Dans chaque numéro de « Terre de Vins », avec sa chronique « L’école du vin », Jacques Orhon, maître sommelier et « écrivin », apporte son éclairage d’expert sur toutes les subtilités de la dégustation, du service, de la conservation, de la viticulture… Retrouvez ici ses meilleurs conseils.

Il est rare qu’une variété de vigne ait pour ainsi dire donné son nom à un vignoble, à une région. C’est pourtant ce qui est arrivé au muscadet. Dans ma prime jeunesse, on s’en allait dans le Muscadet, sous-entendu dans le vignoble du muscadet, dans ce coin du Pays de Nantes, en Haute-Bretagne.

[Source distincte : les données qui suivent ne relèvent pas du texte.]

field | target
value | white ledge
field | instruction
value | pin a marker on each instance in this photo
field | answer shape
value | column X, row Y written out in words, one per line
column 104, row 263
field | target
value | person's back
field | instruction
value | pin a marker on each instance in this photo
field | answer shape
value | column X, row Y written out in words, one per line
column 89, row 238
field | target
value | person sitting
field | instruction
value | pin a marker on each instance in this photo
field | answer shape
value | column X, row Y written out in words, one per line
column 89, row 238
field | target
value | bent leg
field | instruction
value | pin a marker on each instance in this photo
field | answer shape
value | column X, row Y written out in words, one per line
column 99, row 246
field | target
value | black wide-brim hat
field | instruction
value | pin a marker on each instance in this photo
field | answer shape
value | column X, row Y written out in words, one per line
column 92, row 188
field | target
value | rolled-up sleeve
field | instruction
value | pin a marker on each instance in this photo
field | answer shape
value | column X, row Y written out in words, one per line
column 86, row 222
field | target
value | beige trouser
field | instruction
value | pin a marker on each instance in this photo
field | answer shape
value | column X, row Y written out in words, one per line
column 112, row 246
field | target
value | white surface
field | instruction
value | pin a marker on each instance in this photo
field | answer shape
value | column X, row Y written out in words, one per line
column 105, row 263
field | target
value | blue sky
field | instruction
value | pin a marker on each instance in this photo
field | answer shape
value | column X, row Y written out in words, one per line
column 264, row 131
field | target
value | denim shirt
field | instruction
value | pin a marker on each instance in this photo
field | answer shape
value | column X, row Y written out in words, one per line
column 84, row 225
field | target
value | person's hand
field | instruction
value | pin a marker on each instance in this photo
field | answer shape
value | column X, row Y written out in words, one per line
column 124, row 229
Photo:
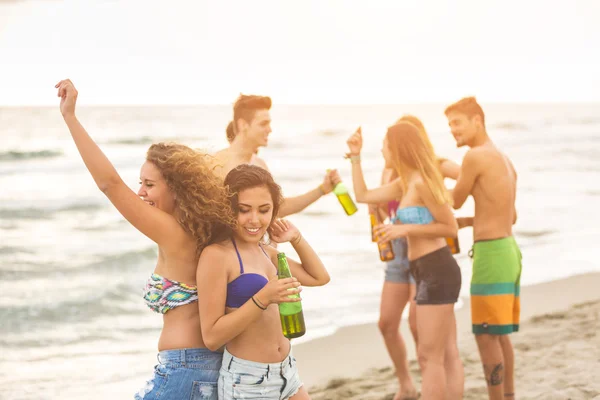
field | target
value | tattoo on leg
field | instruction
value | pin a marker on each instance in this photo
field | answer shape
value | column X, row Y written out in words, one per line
column 494, row 374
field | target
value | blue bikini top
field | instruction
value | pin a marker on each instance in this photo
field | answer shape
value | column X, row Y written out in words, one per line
column 413, row 215
column 242, row 288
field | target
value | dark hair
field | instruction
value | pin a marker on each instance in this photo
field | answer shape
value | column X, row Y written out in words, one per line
column 244, row 177
column 467, row 106
column 246, row 106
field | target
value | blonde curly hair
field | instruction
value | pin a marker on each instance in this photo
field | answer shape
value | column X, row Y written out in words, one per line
column 202, row 201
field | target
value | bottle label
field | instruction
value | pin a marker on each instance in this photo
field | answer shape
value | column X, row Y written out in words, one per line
column 290, row 308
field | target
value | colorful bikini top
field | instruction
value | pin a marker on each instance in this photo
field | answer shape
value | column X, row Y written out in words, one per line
column 162, row 294
column 392, row 207
column 414, row 215
column 242, row 288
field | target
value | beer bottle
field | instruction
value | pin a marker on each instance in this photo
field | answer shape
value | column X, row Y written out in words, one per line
column 292, row 317
column 374, row 221
column 344, row 198
column 386, row 251
column 453, row 244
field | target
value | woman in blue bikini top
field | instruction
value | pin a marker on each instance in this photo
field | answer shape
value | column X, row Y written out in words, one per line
column 425, row 218
column 237, row 275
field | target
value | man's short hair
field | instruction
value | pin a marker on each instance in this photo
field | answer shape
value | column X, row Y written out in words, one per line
column 467, row 106
column 246, row 106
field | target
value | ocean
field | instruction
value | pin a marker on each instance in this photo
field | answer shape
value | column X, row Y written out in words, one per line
column 73, row 324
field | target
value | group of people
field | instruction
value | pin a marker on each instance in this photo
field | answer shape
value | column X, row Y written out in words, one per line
column 215, row 281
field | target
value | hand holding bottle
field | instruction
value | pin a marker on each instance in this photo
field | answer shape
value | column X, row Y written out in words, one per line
column 278, row 291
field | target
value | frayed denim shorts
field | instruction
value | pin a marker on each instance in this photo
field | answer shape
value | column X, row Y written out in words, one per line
column 184, row 374
column 243, row 379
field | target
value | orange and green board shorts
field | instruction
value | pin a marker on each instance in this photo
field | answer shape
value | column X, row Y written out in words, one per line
column 495, row 286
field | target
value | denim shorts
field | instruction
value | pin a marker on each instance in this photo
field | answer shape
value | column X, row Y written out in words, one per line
column 398, row 270
column 438, row 277
column 184, row 374
column 243, row 379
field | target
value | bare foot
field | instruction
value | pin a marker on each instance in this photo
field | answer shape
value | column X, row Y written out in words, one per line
column 406, row 395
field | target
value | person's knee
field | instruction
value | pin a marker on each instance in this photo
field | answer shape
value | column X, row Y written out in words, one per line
column 430, row 353
column 505, row 341
column 388, row 326
column 485, row 340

Parlons en justement du vignoble nantais. Celui-ci existe depuis longtemps, bien avant le Moyen Âge, mais le portrait ampélographique était bien différent de celui d’aujourd’hui. Les péages et contrôles douaniers sur la Loire jouaient un rôle important dans le commerce du vin, et seules les cuvées de bonne qualité avaient le privilège de passer. Dès le XVIe siècle, les producteurs de gros-plant exerçaient un commerce lucratif avec les Pays-Bas ; pour le muscadet, ce sera plus tard. Car il faudra attendre la fin du XVIIe siècle et le début du XVIIIe pour voir s’installer pour de bon ce cépage que l’on appelait à l’époque le melon, particulièrement à la suite du grand gel de 1709. Contrairement à bien des variétés qui ont migré un peu partout sur la planète, le muscadet s’en tient à sa terre d’adoption, même s’il pousse également dans la Vendée voisine. En cherchant bien, on en trouve quelques plants en Ontario (dans le vignoble de Prince Edward County), en Argentine, et quelques centaines d’hectares en Californie sous le faux nom de pinot blanc.

Les mots du muscadet

C’est en effet ce melon (dont la feuille est ronde comme un melon), aux arômes floraux et légèrement musqués (semblait-il autrefois, d’où le nom de muscadet) qui a conquis le monde en prenant racine dans cet environnement maritime qui lui laisse parfois son empreinte saline et ce goût iodé, surtout lorsque le raisin est cultivé autour du lac de Grandlieu. Il se plaît aussi sur des coteaux, entre Loire-Atlantique et Maine-et-Loire, pas loin d’Ancenis. Mais c’est sur les sols caillouteux provenant de roches éruptives (riches en granite, en gneiss ou en schiste), conférant au vin ce caractère plus affirmé et minéral, qu’il a trouvé son terroir d’élection dans ce qui fait la gloire de l’endroit : le muscadet sèvre-et-maine. À un point tel, que blotti entre les deux petites rivières éponymes, le vignoble est dense et représente les trois-quarts de la production. Enfin, le muscadet peut se targuer de tirer sa réputation de son élevage sur lies, qui lui procure une certaine rondeur et une plus grande finesse.

Le muscadet passe à table

Par son côté sans-façon, décontracté et vif à la fois, parfois incisif, le célèbre vin blanc sec se prête admirablement aux jeux de l’harmonie avec les fruits de mer et les crustacés comme des langoustines ou une araignée. Formidable compagnon des huîtres, faire-valoir incontournable des moules à la marinière, il sait mettre en valeur des poissons grillés et tient sans concession le haut du pavé quand il escorte un bar ou un brochet au beurre blanc, surtout si le vin provient d’un cru en particulier, comme Clisson, Le Pallet, Mouzillon ou Monnières.